Radical proposals including were delayed this week as ministers appeared to have lost their bottle.
11 July 2019 , Katie Coyne

Radical public health proposals including those aimed at stamping out smoking by 2030 were delayed this week as ministers appeared to have lost their bottle.

The Prevention Green Paper, consulting on measures to improve public health including a tobacco levy, was due to have been published on Monday but was postponed until today (11 July) but as EHN Extra was sent out there was still no sign of it.

Conservative party leader frontrunner Boris Johnson last week launched an attack on so called ‘sin taxes’, targeting the sugar tax first.

He said: “Rather than just taxing people more, we should look at how effective the so-called sin taxes really are, and if they actually change behaviour.”

Prime minister Theresa May supports the paper but she is due to step down at the end of the month, and campaigners fear this opportunity to improve public health may backslide.

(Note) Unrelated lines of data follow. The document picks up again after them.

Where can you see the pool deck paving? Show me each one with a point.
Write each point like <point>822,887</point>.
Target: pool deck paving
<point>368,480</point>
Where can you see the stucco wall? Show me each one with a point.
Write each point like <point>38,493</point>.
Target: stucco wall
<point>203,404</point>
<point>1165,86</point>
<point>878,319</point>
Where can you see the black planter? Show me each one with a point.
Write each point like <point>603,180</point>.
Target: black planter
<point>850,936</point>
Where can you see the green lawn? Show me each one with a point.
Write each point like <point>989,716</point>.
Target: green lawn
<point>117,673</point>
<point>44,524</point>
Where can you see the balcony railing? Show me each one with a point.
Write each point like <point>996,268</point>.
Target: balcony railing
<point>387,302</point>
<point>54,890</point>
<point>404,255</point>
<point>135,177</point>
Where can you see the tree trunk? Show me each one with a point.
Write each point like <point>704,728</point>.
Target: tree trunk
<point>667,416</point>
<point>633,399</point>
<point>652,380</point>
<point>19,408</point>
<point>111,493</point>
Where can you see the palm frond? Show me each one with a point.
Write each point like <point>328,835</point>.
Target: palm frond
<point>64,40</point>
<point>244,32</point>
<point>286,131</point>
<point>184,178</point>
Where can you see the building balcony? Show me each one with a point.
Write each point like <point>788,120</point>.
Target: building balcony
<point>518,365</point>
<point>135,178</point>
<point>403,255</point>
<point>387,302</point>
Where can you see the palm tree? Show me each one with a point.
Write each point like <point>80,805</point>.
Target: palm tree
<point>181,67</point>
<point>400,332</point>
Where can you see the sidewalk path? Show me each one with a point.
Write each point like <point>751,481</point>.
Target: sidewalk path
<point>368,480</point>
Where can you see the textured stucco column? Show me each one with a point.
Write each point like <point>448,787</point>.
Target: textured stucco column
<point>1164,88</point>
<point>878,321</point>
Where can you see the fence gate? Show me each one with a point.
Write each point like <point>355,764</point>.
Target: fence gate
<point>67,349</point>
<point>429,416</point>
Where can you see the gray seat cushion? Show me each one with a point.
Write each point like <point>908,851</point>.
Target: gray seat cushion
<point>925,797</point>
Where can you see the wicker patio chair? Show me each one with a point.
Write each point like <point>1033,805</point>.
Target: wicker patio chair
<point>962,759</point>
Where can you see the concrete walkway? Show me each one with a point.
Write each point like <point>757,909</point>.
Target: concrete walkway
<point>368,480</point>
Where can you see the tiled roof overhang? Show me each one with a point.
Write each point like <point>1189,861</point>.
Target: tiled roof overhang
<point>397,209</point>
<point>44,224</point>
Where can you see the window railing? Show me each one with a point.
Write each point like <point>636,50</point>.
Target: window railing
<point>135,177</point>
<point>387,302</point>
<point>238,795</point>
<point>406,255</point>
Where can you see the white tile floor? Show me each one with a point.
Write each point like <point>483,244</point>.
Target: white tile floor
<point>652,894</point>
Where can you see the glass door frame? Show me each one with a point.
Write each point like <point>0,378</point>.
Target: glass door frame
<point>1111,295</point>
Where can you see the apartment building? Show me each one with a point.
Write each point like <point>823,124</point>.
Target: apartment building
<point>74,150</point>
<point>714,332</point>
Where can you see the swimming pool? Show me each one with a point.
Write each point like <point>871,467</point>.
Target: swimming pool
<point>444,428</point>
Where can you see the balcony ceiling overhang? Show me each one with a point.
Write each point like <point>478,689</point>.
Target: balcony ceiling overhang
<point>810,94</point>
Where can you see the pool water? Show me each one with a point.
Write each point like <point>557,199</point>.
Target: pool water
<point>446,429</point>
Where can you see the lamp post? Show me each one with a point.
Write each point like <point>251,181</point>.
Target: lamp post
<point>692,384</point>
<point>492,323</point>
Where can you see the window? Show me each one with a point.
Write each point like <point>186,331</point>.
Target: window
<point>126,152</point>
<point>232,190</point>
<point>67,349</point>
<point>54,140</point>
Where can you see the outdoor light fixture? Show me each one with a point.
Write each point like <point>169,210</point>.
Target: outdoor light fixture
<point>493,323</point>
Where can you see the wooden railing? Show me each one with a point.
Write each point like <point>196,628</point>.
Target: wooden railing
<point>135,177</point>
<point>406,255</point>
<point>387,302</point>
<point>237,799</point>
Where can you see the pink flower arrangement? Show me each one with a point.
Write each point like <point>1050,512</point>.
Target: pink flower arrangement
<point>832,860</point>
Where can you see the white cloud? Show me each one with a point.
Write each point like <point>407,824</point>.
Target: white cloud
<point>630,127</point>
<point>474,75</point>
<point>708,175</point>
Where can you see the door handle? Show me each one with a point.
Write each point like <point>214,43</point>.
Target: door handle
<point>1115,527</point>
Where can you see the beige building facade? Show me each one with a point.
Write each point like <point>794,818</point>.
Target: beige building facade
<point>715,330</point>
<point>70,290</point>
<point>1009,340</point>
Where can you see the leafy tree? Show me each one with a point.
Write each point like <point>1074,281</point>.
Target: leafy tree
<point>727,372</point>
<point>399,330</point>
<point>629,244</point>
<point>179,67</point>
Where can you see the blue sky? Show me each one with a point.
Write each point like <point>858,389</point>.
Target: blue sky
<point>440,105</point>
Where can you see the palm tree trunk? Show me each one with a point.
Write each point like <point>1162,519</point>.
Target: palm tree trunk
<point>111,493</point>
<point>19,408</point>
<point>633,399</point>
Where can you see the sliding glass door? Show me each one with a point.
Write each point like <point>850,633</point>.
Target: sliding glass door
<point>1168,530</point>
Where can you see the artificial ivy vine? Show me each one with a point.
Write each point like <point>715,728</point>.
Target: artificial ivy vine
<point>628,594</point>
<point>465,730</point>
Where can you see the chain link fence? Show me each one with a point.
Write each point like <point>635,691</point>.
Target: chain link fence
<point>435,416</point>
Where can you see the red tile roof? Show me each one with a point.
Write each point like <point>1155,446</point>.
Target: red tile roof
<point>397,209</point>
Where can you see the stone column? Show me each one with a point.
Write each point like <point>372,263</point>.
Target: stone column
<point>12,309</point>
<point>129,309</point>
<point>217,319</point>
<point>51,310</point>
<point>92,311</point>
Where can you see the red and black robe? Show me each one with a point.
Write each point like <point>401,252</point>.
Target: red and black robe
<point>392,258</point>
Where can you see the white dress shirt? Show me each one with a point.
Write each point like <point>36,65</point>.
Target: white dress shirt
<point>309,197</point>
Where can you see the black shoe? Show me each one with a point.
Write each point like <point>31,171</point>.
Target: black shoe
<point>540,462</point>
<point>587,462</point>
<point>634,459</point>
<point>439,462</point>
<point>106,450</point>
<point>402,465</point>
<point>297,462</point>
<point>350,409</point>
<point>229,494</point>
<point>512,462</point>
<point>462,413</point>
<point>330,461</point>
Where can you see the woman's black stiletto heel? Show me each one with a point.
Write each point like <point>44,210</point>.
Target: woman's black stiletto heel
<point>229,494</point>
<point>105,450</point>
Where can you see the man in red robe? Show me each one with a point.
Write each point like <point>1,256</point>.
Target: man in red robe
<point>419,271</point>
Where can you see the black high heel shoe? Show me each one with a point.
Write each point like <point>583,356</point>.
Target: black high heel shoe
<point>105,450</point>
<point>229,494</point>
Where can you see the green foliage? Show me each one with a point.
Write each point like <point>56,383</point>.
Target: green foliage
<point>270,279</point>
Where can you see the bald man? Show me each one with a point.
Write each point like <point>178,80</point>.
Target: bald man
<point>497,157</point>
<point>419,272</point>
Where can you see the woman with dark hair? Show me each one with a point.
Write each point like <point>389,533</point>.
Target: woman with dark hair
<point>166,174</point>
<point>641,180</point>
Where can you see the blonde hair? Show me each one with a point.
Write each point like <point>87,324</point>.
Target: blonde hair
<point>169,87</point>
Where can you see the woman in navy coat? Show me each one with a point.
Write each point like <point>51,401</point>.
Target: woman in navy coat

The green paper contained radical proposals to exact a levy on tobacco firms on the ‘polluter pays’ principle, to pay for measures to help people stop smoking. Plans to raise the legal age for smoking from 18 to 21 have been dropped.

Deborah Arnott, chief executive of Action on Smoking and Health (ASH), said: “If Boris thinks halting the hikes on so-called ‘sin taxes’ would be popular when it comes to tobacco, he’s got the wrong end of the stick. The public supports government action to tackle smoking, and over the last decade the proportion thinking the Government should do more has grown significantly.”

Out of a survey of over 10,000 people in England a majority of 72% support a ‘polluter pays’ levy, according to ASH’s research.